Erasure Coding

The erasure coding API is flexibly configurable and hence comes with some new configuration options that are shown here. All configuration options can be set by creating an erasure-coding-site.xml in the Hops configuration folder. Note that Hops comes with reasonable default values for all of these values. However, erasure coding needs to be enabled manually.

  • dfs.erasure_coding.enabled: (true/false) Enable/Disable erasure coding.
  • dfs.erasure_coding.codecs.json: List of available erasure coding codecs available. This value is a json field i.e.
<value>
      [
        {
              "id" : "xor",
              "parity_dir" : "/raid",
              "stripe_length" : 10,
              "parity_length" : 1,
              "priority" : 100,
              "erasure_code" : "io.hops.erasure_coding.XORCode",
              "description" : "XOR code"
        },
        {
              "id" : "rs",
              "parity_dir" : "/raidrs",
              "stripe_length" : 10,
              "parity_length" : 4,
              "priority" : 300,
              "erasure_code" : "io.hops.erasure_coding.ReedSolomonCode",
              "description" : "ReedSolomonCode code"
        },
        {
              "id" : "src",
              "parity_dir" : "/raidsrc",
              "stripe_length" : 10,
              "parity_length" : 6,
              "parity_length_src" : 2,
              "erasure_code" : "io.hops.erasure_coding.SimpleRegeneratingCode",
              "priority" : 200,
              "description" : "SimpleRegeneratingCode code"
        },
      ]
</value>
  • dfs.erasure_coding.parity_folder: The HDFS folder to store parity information in. Default value is /parity
  • dfs.erasure_coding.recheck_interval: How frequently should the system schedule encoding or repairs and check their state. Default valude is 300000 ms.

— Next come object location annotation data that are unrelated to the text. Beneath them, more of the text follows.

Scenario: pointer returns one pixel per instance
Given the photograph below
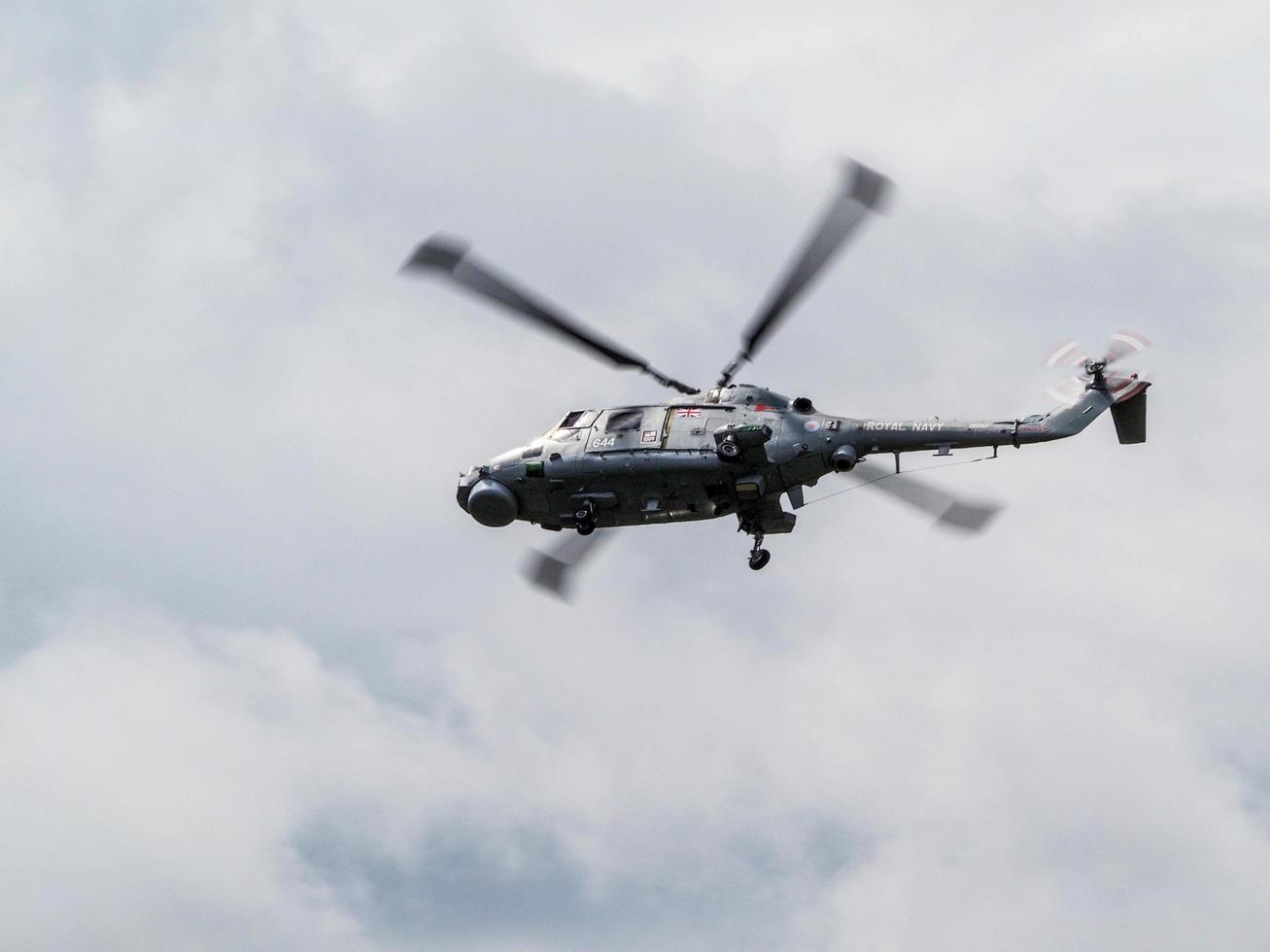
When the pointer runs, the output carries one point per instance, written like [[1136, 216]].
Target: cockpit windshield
[[571, 425]]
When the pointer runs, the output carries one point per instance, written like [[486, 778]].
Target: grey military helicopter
[[737, 450]]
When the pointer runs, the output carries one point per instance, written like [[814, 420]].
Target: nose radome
[[491, 503]]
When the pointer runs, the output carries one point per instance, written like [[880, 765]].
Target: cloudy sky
[[264, 686]]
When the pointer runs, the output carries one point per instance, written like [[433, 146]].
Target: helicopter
[[738, 448]]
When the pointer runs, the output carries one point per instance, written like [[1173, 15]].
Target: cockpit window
[[573, 423], [624, 421]]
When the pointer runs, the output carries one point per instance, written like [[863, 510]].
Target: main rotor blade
[[948, 510], [553, 571], [454, 259], [864, 190]]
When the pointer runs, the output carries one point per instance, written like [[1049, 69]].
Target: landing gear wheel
[[584, 518]]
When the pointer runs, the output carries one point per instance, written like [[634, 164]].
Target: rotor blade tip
[[549, 574], [967, 517], [439, 252], [868, 187]]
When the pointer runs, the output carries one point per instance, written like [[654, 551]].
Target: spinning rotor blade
[[452, 257], [864, 190], [553, 571], [1076, 359], [948, 512]]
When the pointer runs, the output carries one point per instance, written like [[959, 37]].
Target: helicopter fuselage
[[733, 452]]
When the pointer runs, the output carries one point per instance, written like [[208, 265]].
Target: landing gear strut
[[758, 556], [584, 518]]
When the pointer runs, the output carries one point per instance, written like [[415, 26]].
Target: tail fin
[[1130, 418]]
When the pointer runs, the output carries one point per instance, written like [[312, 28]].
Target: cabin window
[[624, 421]]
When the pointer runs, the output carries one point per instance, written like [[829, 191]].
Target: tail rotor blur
[[1084, 367]]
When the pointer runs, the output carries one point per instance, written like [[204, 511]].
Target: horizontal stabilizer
[[1130, 419]]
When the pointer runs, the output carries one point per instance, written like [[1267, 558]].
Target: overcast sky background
[[264, 684]]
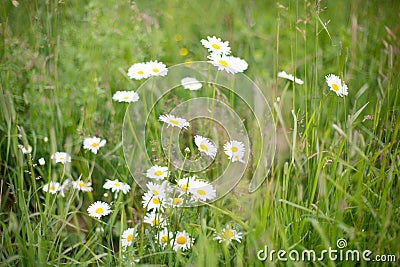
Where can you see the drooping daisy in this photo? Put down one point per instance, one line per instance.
(62, 157)
(182, 241)
(41, 161)
(229, 64)
(93, 144)
(234, 150)
(191, 83)
(216, 46)
(82, 186)
(139, 71)
(290, 77)
(238, 64)
(126, 96)
(163, 237)
(336, 84)
(151, 201)
(157, 172)
(205, 146)
(186, 183)
(128, 237)
(155, 219)
(116, 186)
(52, 187)
(99, 209)
(202, 190)
(228, 234)
(171, 120)
(157, 189)
(25, 149)
(157, 68)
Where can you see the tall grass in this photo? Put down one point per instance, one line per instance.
(336, 171)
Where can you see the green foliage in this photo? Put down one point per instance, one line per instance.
(336, 172)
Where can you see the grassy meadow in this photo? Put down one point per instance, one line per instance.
(335, 171)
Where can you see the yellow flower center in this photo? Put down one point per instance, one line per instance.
(215, 46)
(201, 192)
(228, 234)
(155, 192)
(129, 238)
(99, 210)
(204, 147)
(181, 240)
(184, 52)
(176, 201)
(223, 63)
(164, 239)
(174, 122)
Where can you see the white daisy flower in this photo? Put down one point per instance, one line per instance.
(191, 83)
(52, 187)
(175, 201)
(25, 149)
(82, 186)
(157, 68)
(228, 63)
(173, 121)
(157, 172)
(41, 161)
(128, 237)
(93, 144)
(62, 157)
(228, 234)
(164, 236)
(234, 150)
(290, 77)
(99, 209)
(182, 241)
(126, 96)
(205, 146)
(157, 189)
(202, 190)
(186, 183)
(139, 71)
(155, 219)
(116, 186)
(336, 85)
(151, 201)
(216, 46)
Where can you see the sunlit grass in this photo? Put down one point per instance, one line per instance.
(336, 170)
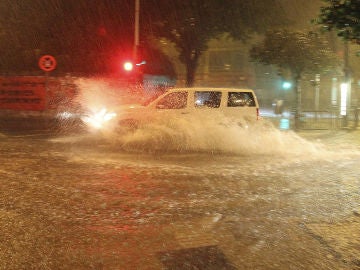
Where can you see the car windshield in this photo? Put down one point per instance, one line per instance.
(244, 155)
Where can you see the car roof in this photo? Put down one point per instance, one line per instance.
(203, 89)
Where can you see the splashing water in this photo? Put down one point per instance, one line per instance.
(213, 133)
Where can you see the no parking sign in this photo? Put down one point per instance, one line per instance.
(47, 63)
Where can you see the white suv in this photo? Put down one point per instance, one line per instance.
(179, 102)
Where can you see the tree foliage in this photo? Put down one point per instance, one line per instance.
(296, 52)
(342, 15)
(190, 25)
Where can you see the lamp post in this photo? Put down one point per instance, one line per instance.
(136, 30)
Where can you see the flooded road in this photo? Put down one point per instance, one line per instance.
(85, 202)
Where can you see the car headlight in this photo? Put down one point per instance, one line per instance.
(98, 119)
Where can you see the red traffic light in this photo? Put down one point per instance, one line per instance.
(128, 66)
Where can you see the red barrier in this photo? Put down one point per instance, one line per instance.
(23, 93)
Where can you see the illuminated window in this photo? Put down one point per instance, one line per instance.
(240, 99)
(210, 99)
(176, 100)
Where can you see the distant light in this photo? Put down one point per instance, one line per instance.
(128, 66)
(286, 85)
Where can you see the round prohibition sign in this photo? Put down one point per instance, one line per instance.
(47, 63)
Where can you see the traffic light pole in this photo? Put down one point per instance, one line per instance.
(136, 30)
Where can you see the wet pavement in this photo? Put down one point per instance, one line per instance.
(66, 204)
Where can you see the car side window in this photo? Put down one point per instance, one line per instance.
(176, 100)
(209, 99)
(241, 99)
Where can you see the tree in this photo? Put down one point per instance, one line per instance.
(342, 15)
(297, 53)
(190, 25)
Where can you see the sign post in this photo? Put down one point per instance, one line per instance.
(47, 63)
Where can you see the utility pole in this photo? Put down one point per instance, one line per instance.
(136, 30)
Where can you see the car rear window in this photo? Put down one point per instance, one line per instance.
(241, 99)
(209, 99)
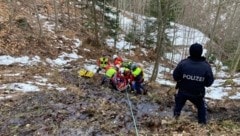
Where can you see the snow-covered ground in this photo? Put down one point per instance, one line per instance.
(183, 36)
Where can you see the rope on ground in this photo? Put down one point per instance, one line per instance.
(130, 106)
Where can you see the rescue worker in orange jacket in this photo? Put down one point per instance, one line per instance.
(111, 71)
(117, 61)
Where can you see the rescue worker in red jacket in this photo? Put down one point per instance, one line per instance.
(117, 61)
(102, 63)
(137, 73)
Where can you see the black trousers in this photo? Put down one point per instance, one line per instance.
(198, 101)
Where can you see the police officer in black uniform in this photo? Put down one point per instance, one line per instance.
(193, 74)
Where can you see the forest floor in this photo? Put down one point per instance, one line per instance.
(85, 108)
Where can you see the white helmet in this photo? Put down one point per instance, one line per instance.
(115, 56)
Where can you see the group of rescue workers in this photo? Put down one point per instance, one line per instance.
(121, 75)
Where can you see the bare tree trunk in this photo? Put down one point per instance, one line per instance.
(212, 33)
(96, 31)
(38, 19)
(68, 11)
(12, 13)
(56, 15)
(117, 19)
(236, 60)
(160, 38)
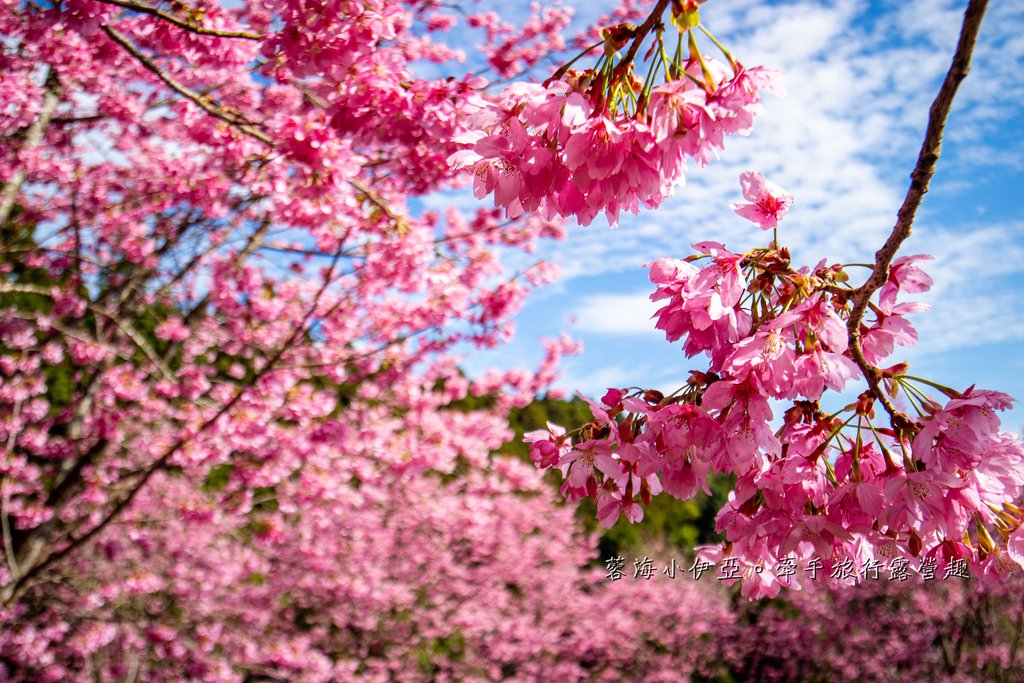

  • dfs.erasure_coding.repair_delay: How long should the system wait before scheduling a repair. Default is 1800000 ms.
  • dfs.erasure_coding.parity_repair_delay: How long should the system wait before scheduling a parity repair. Default is 1800000 ms.
  • dfs.erasure_coding.active_encoding_limit: Maximum number of active encoding jobs. Default is 10.
  • dfs.erasure_coding.active_repair_limit: Maximum number of active repair jobs. Default is 10.
  • dfs.erasure_coding.active_parity_repair_limit: Maximum number of active parity repair jobs. Default is 10.
  • dfs.erasure_coding.deletion_limit: Delete operations to be handle during one round. Default is 100.
  • dfs.erasure_coding.encoding_manager: Implementation of the EncodingManager to be used. Default is io.hops.erasure_coding.MapReduceEncodingManager.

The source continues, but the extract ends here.